Give Voice to the Voiceless…Placements

TEACH Challenges All Teachers To:

  1. Give Voice to the Voiceless by teaching children how to learn, think, and speak persuasively.
  2. Serve as an advocate of children.
  3. Expect high performance from yourself and your children.
  4. Demand effective and efficient teaching and learning practices.
  5. Support the creation of an educational system which maximizes achievement by all Texas students, enabling them to become more productive as citizens, more creative as problem-solvers, and more effective as communicators of their own needs.
  6. Ensure that public accounting measures – authentic assessment tools and accountability systems – are equitable for all children.

TEACH Foundation

Every educator’s mantra is, everyone can learn. The reality, however, is that everyone’s brain is wired to learn. According to the brain-based research (Alkon, Gage, Gazzangia, Greenough, Kosslyn, LeDoux, Crick, Rose, Damasio, Calvin, Herbert, Pert, Sacks, Edelman), our brains are programmed to learn as long as the brain is not prohibited from fulfilling its normal processes. As long as the learning process …gives equal weight to self discover patterns, connections, and interrelationships, or what is termed, whole-brained orientation, learning takes place. However, too often, the reverse occurs in our schools.

Traditional teaching and learning strategiesoften center on a learning process focused on discouraging, ignoring, and punishing the learner through repeated routines. Routines deaden the brain process. Instead, the brain hungers for novelty. The human brain is evolutionarily primed to seek out and respond to what is unexpected or novel—new information. That process turns the brain on! In response to novelty, cortical activity is increased in more and varied areas of the brain (Katz & Rubin, 1999). Thus, the brain requires stimulation or exercise to switch it on. Katz and Rubin describe, a brain exercising program calls for presenting the brain with non-routine or unexpected experiences using various combinations of one’s physical sense—vision, smell, touch, taste, and hearing.

In our schools, the reverse may be true. Rather than exercising the brain, students are flooded, routinely, with “…data but often starved for meaningful learning”. Flooding students with more data and information without delving into meaningful learning may be a result of the increased accountability placed on our teachers and students. In an effort to improve students’ performance on high-stakes tests, teachers may not take the time to extract meaningful learning from data. Instead, pouring more data into their students, teachers promote more use of the left-brain.

Consequently, teachers are forced to favor left-brain modes of thinking while downplaying the right-brain ones, focusing more on acquiring data rather than manipulating the data to solve problems. However, understanding how to solve problems, what makes arguments plausible, and how to work with and work in a team are the main skills needed in today’s workplace. After all, with a click of the mouse any one can access more facts, names, and concepts. In the workplace, one must know what to do with the data. How does the data acquired fit with real-world practices and how quickly can one find more data? Employers want thinkers. They want employees with “people skills”. They want problem solvers, creativity, and team players: all right-brain skills. However, employers want employees with left-brain skill sets as well. They want employees who are linguistically fluent.

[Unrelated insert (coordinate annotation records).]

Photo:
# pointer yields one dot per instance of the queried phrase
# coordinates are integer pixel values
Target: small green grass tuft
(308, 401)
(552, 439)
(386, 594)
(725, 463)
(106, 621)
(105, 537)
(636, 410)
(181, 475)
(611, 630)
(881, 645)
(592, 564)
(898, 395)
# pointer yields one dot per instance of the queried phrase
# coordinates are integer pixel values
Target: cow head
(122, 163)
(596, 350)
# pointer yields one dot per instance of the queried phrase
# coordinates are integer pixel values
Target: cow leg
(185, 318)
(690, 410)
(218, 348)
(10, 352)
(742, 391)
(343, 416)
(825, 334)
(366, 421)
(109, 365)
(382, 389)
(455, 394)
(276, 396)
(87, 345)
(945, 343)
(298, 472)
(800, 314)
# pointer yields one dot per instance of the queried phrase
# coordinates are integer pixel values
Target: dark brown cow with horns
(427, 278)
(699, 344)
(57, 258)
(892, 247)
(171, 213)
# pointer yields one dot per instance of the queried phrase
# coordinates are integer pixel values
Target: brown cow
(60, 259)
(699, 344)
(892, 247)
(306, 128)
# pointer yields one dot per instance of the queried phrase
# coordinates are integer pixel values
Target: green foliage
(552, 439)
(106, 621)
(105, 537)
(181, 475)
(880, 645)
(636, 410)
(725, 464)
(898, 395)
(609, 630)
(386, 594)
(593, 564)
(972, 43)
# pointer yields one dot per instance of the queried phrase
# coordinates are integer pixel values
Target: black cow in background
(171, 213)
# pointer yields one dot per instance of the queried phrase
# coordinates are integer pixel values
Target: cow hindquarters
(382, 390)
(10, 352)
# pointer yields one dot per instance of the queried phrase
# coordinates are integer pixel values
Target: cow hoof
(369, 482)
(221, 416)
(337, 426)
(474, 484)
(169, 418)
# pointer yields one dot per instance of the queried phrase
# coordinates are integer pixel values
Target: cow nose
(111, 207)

Responding to the new workplace which requires workers who can solve problems, Training via E-learning: An Alternative Certification Hybrid (TEACH) blueprints an online certification program framed on and supported through best practices research intertwined by the brain-based teaching and learning strategies. There is no body of brain-based research that justifies every strategy of so-called “good teaching.” In fact, most of what passes for good teaching is a collection of folk wisdom, basic psychology and common sense refined by trial and error (research-based best practices) (Jensen, 2001). However, new findings can steer all of us in more productive directions. The physiological aspects about the brain’s wiring may make sense for utilizing such strategies in the classroom.